The position of this empire at this period is a matter which belongs rather to the history of Tanjore and Trichinopoly3 than to that of Madura, and it is not necessary to refer to it here in any detail. Rajaraja extended his rule throughout the Madras presidency and in some directions even beyond it: on the west his sway reached as far as Quilon and Coorg; on the north-east to the borders of Orissa;and his conquests included Ceyion and the ‘twelve thousand ancient islands of the sea.’ parts of Burma and the Malay Archipelago were added to these dominions by his immediate successors. Their conquests were least secure in the North-west, and their most formidable rivals at this period were the Western Chalukyas, a branch of the Chalukyas of Badami above referred to, who had outsed the Rashtrakutas of Malkhed and returned to power with their capital at Kalyani, in what is now Haidarabad territory.

Pandya rebellions
At first, in the reigns of Rajaraja (985-1013) and his successor Rajendra Chola I (IOII-33), the pandyas appear to have borne the Chola yoke quietly enough.

During the rule of Rajadhiraja I (1018-53), however, trouble began, the pandyas, the cheras and the Singhalese uniting to throw off the Chola yoke.

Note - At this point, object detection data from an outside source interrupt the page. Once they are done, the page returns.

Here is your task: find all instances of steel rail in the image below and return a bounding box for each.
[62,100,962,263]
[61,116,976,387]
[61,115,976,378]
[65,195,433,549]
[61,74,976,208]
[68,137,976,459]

The revolt was sternly suppressed. The Singhalese king was killed in battle, the Cheraruler captured and put to death, and the pandya chief driven to headlong flight. The victor’s inscription commemorating his triumph1 says that

‘Of the three allied kings of the south he cut off on the battle-field the beautiful head of Manabharanan adorned with great gems and a golden crown; captured in fight Vira-Keralan of the wide ankle rings, and was pleased to have him trampled to death by his furious elephant Attivarana; and drove to the ancient river Mullaiyar Sundara pandya of great and undying fame, who lost in the stress of battle his royal white parasol, his fly-whisks of white yak’s hair and his throne, and fled, leaving his crown behind him, with dishevelled looks and weary feet.’

The records of the next Chola king, Rajendra-Deva (1052-63), do not refer to any trouble with the pandyas, but his successor, Vira-Rajendra I (1062-70) had to put down a fresh rebellion of theirs. He captured the pandya chief and caused him to be ‘trampled to death by a furious mast elephant, and he gave the pandya country to his son Gangai-Konda Chola, Who took the title of Chola-pandya.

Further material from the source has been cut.